Our Town [Proposal]

Man: Is there no one in town aware of social injustice...
Stage Manager: Oh yes, everybody is...
Man: Then why don’t you do something about it?

Pitch.

 While dated in period, this piece offers us a snapshot of a town at the edge of progression, a great war about to be fought, and one full of humorous gossip. All things in which we can relate to today. Our Town is about what it means to deal with happiness, life choices, love, time, living, parenting, and grief; more importantly what it means to deal with these topics together. Our Town reminds us what it means to be a community. I think right now, more than ever, we need that reminder as we are seeing our fellow members of society face social injustice through innocent killings and the denial of basic rights. It's a simple show about our humanity and how we can cohabitate in a world that continues to change in both technology and ideals. This could be an exciting opportunity to breathe new life into a classic work and make people think about it in a new way. What's brilliant about Our Town is that eventually the audience can feel as if they've been members of this town all their lives if done right. 

Such as many directors break the convention and approach Shakespeare works in a contemporary manner, I too want to approach Our Town as such. Traditionally the show is produced with an all caucasian cast, which doesn't seem right to me. Grover's Corners is a fictional town, the members can be anyone of any different background. Furthermore, I believe Our Town is meant to reflect the town in which its produced and therefore I want to cast a racially diverse ensemble. The purpose of a diverse casting and addition of a same-sex couple is to parallel this town to our own, that of Chicago. I don't want another standard all Caucasian production. I want one that is real, that is relevant, that is our town. 

Using a racially and culturally diverse body of actors, I hope to parallel the still relevant themes of this classic work to today's society. An ensemble of 10, denoted by costume and prop pieces, will bring to life this town. In contemporary dress, they will interact with only necessary props, 4 chairs, and 2 tables to bring this world to life. For example, the baseball players would wear baseball caps or Mrs. Gibbs and Mrs. Webb would both wear the same apron but in different ways. Elements of lighting and contemporary sound will help to cohesively create the atmosphere of the town to allow for smooth transitions and the heightening of the atmosphere and emotions of the scene. The contemporary and minimal touches will enhance and not detract from the story and text being told, such as one does with Shakespeare. 

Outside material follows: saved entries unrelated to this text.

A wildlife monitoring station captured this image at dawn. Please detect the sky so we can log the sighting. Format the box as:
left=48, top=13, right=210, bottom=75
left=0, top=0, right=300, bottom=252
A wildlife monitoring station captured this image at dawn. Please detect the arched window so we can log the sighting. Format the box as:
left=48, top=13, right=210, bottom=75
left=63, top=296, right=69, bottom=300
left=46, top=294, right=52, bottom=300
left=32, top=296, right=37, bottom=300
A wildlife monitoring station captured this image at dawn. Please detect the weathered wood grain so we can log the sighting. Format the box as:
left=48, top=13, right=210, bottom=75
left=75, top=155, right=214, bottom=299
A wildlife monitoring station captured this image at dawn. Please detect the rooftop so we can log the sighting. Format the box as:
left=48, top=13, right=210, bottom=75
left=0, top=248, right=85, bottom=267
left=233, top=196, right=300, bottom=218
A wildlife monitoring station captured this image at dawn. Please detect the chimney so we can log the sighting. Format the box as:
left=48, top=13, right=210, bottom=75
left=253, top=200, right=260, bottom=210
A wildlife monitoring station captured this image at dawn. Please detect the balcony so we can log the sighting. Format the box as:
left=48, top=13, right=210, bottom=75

Ideally, I imagine the play taking place in the round or thrust, allowing for a continuously moving piece that reflects the progression of the town. Having multiple entrance points allows for fluid transitions and continual action. For the final act, I would utilize a bare stage and would place a member of the graveyard scene in each side of the audience using the audience the setting rather than traditionally setting chairs on the stage because by this point we all have become the members of the town. 

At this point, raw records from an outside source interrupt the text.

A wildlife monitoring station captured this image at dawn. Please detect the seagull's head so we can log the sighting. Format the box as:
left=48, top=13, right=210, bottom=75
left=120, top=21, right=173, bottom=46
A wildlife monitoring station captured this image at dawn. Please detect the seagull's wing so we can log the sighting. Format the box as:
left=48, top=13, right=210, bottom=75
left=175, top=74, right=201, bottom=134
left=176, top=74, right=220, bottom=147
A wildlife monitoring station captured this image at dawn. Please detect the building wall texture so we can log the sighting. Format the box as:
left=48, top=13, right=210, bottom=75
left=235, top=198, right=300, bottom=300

The character tracking is as follows:

Stage Manager/Choir/Baseball Player 3/Lizzie- Male or Female Early/Mid 20s

Emily Webb/Woman in Balcony- Female early 20s

George Gibbs/Man in Auditorium- Male early 20s

Dr. Gibbs/Professor Willard/Const. Warren- Male 30s

Mrs. Gibbs/Choir/Miss Corocan- Female 30s

Mr. Webb/Sam Craig- Female or Male 30s [Same-Sex as Mrs. Webb]

Mrs. Webb/Artistic Lady in box/Joe Stoddard- Female or Male 30s [Same-Sex as Mr. Webb]

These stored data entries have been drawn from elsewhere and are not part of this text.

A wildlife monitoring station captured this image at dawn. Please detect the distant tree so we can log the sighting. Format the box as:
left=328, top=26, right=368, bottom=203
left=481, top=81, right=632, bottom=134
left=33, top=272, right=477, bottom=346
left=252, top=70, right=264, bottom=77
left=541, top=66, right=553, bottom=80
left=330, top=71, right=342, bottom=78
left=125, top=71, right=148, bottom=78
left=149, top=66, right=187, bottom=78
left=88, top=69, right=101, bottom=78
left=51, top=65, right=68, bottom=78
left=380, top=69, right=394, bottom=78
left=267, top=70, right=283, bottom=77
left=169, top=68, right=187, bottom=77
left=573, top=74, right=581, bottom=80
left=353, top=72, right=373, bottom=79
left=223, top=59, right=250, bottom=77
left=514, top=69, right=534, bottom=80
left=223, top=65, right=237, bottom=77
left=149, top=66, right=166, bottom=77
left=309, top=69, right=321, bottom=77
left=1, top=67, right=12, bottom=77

Joe Crowell/Wally/Bob/Baseball Player 1- Male 20s

Stimson/Howie/Baseball Player 2- Male 20s

Rebecca/Choir/Mrs. Soames/Si Crowell- Female 20s

Style of Direction.

My style of direction reflects the creation of a life based on my belief that every play is a living entity. 

The Skeleton- I bring in a foundation for the actors to start with. I come to the first rehearsal with the entire show staged (knowing it will change once I bring the minds of the actors into the mix), the groundwork for character motivation, and the structural elements written out. There are many times where I leave moments to organic creation because they need to be. My staging is derived from motivation of characters, so I’m not just creating stage pictures, but moments with intention. 

The Muscle- Next I delve deeper into the piece. We begin working from beat to beat, crafting the journey of the characters and their objectives. Its a very technical and tedious phase. I work a lot with actors on the relationships between one another and their intentions. 

The Organs- This is the part where we start to breathe more life into the piece. We start to let go and trust the work we’ve put in by responding in the moment. This is also the time in which we start crafting the arc of the show, how it ebbs and flows from beginning to end as a whole. 

The Skin- The final stage is where we polish and tweak the piece. We add the final elements, such as costumes and tech. We finally get to live in the world of the play.